Andy Griffith: What Was His Favorite Character He Ever Played?

From 1960 to 1968, “The Andy Griffith Show” was a family favorite and became a beloved show long after it stopped taping new episodes. 

With Andy Griffith playing widowed Mayberry sheriff Andy Taylor, Griffith’s role put him at the forefront of the entertainment industry in the ’60s and ’70s. 

Despite the notoriety that came with the character of Andy Taylor, Griffith actually preferred playing another role. 

His Mayberry character was the picture of wholesomeness and morality. In contrast, when he took on the role of criminal defense lawyer Ben Matlock in 1986, Griffith was given a chance to pursue a darker side in his career. 

After years of playing Andy Taylor, Grtiffith wanted to stretch his wings on “Matlock.” 

“Andy harbored enormous ambitions for Matlock,” Daniel de Visé wrote in his 2016 book, Andy and Don: The Making of a Friendship and a Classic American TV Show

“He envisioned Ben Matlock as a sort of antihero, more complex than Andy Taylor, vain, uncultured, cheap, and vaguely unlikable.”
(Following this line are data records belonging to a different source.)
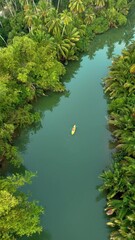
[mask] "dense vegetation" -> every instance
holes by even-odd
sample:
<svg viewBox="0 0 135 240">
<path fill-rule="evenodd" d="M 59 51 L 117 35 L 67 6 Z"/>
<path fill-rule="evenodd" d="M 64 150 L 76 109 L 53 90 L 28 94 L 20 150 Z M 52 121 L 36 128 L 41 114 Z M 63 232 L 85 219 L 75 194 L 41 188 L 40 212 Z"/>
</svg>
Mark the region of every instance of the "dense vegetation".
<svg viewBox="0 0 135 240">
<path fill-rule="evenodd" d="M 116 149 L 111 169 L 102 174 L 107 194 L 110 239 L 135 239 L 135 43 L 114 58 L 104 81 L 109 126 Z"/>
<path fill-rule="evenodd" d="M 50 0 L 0 0 L 1 165 L 10 161 L 19 167 L 13 139 L 20 129 L 39 121 L 32 102 L 47 91 L 64 91 L 60 81 L 64 65 L 77 59 L 95 34 L 125 24 L 131 2 L 58 0 L 54 7 Z M 18 190 L 30 176 L 26 173 L 0 179 L 1 239 L 41 230 L 42 209 Z"/>
</svg>

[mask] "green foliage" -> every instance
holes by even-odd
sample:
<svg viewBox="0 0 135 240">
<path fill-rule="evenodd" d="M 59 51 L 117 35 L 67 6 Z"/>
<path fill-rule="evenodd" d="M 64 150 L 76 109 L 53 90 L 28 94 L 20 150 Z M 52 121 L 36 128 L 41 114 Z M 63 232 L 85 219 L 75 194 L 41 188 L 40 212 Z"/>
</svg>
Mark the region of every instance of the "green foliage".
<svg viewBox="0 0 135 240">
<path fill-rule="evenodd" d="M 98 17 L 93 20 L 91 29 L 95 34 L 103 33 L 109 29 L 108 21 L 104 17 Z"/>
<path fill-rule="evenodd" d="M 24 176 L 16 174 L 0 179 L 0 238 L 3 240 L 16 240 L 42 230 L 39 217 L 43 209 L 18 191 L 25 183 L 30 183 L 33 176 L 25 172 Z"/>
<path fill-rule="evenodd" d="M 39 114 L 33 113 L 32 101 L 48 90 L 63 91 L 59 77 L 64 72 L 50 43 L 41 45 L 27 36 L 16 37 L 12 45 L 0 51 L 2 159 L 18 163 L 13 147 L 9 147 L 14 132 L 39 121 Z"/>
<path fill-rule="evenodd" d="M 105 93 L 109 98 L 109 126 L 116 153 L 112 167 L 101 177 L 100 188 L 107 196 L 107 223 L 113 228 L 110 239 L 135 237 L 135 42 L 114 58 Z"/>
</svg>

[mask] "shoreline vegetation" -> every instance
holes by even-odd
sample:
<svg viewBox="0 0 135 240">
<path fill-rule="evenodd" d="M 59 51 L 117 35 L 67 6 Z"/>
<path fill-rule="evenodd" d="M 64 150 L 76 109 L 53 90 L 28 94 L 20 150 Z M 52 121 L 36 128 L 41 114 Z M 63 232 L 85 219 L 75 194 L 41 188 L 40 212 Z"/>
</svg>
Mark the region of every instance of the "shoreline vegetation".
<svg viewBox="0 0 135 240">
<path fill-rule="evenodd" d="M 104 79 L 108 124 L 113 136 L 113 164 L 101 177 L 107 196 L 110 239 L 135 239 L 135 42 L 113 59 Z"/>
<path fill-rule="evenodd" d="M 21 164 L 13 140 L 20 129 L 40 120 L 32 103 L 46 96 L 48 91 L 66 91 L 61 83 L 65 65 L 77 60 L 97 34 L 124 25 L 132 3 L 127 0 L 58 0 L 54 7 L 50 0 L 0 0 L 1 167 L 5 161 L 18 168 Z M 114 59 L 111 76 L 105 81 L 105 91 L 111 99 L 109 124 L 117 140 L 114 165 L 102 174 L 102 190 L 107 192 L 108 200 L 106 213 L 114 216 L 108 222 L 116 229 L 111 234 L 113 240 L 132 240 L 135 236 L 132 206 L 135 198 L 132 192 L 134 56 L 133 48 L 129 47 Z M 124 84 L 119 83 L 118 77 L 124 79 Z M 29 237 L 42 230 L 40 214 L 43 209 L 18 190 L 32 177 L 32 173 L 25 172 L 0 178 L 0 237 L 3 240 Z"/>
</svg>

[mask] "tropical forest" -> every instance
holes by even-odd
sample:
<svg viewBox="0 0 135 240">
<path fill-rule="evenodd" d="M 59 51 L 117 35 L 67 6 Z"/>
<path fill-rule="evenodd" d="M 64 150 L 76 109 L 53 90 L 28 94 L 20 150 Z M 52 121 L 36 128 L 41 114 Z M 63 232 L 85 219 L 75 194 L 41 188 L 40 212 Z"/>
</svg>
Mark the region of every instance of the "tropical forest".
<svg viewBox="0 0 135 240">
<path fill-rule="evenodd" d="M 134 12 L 0 0 L 1 240 L 135 239 Z"/>
</svg>

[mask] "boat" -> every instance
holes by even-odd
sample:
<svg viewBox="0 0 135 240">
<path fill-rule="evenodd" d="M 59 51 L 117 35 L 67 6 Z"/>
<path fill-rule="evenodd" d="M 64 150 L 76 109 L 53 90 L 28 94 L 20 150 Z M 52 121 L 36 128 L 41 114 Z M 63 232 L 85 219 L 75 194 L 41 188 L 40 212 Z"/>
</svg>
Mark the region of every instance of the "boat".
<svg viewBox="0 0 135 240">
<path fill-rule="evenodd" d="M 75 131 L 76 131 L 76 125 L 74 124 L 74 126 L 72 127 L 72 130 L 71 130 L 71 135 L 74 135 Z"/>
</svg>

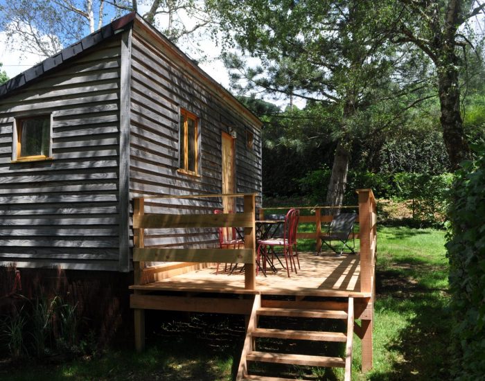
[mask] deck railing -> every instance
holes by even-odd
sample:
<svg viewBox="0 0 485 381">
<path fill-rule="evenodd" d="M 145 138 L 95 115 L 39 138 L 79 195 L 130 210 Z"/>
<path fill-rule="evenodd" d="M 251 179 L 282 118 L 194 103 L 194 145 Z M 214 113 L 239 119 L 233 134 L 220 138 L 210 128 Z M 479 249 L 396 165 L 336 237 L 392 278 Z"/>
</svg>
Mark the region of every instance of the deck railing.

Andy Griffith Clashed With the ‘Matlock’ Creator

Griffith wanted to pursue the character’s rebellion and addiction tendencies, but the show’s creator, Dean Hargrove didn’t have the same vision. 

“[Griffith] imagined Matlock struggling with alcohol addction, getting thrown out of court, tossed into jail,” de Visé explained. He wanted Matlock to jam with Atlanta bluesman. Andy approached Dean – and later, [producer] Joel [Steiger] – with hundreds of ideas for Matlock. Some they liked; most they didn’t.”

“The Andy Griffith Show” had been off the air for nearly two decades before Griffith began his “Matlock” career. 

At the time, sitcoms started included the voices of a younger generation, which Griffith commented on in the book. 

“When I was doing the Griffith Show, the network was only your host,” Griffith recalled in de Visé’s book. “They came down once a year to say hello. When the network gained control and they put all these children in these offices, it all went to hell then. It was all so easy in the early days.”

“On the Griffith Show, Andy was accustomed to rewriting his lines he didn’t like,” de Visé added. “Now, Andy found that the balance of power had shifted. And he found himself clashing with Hargrove, the man who had rekindled his career.”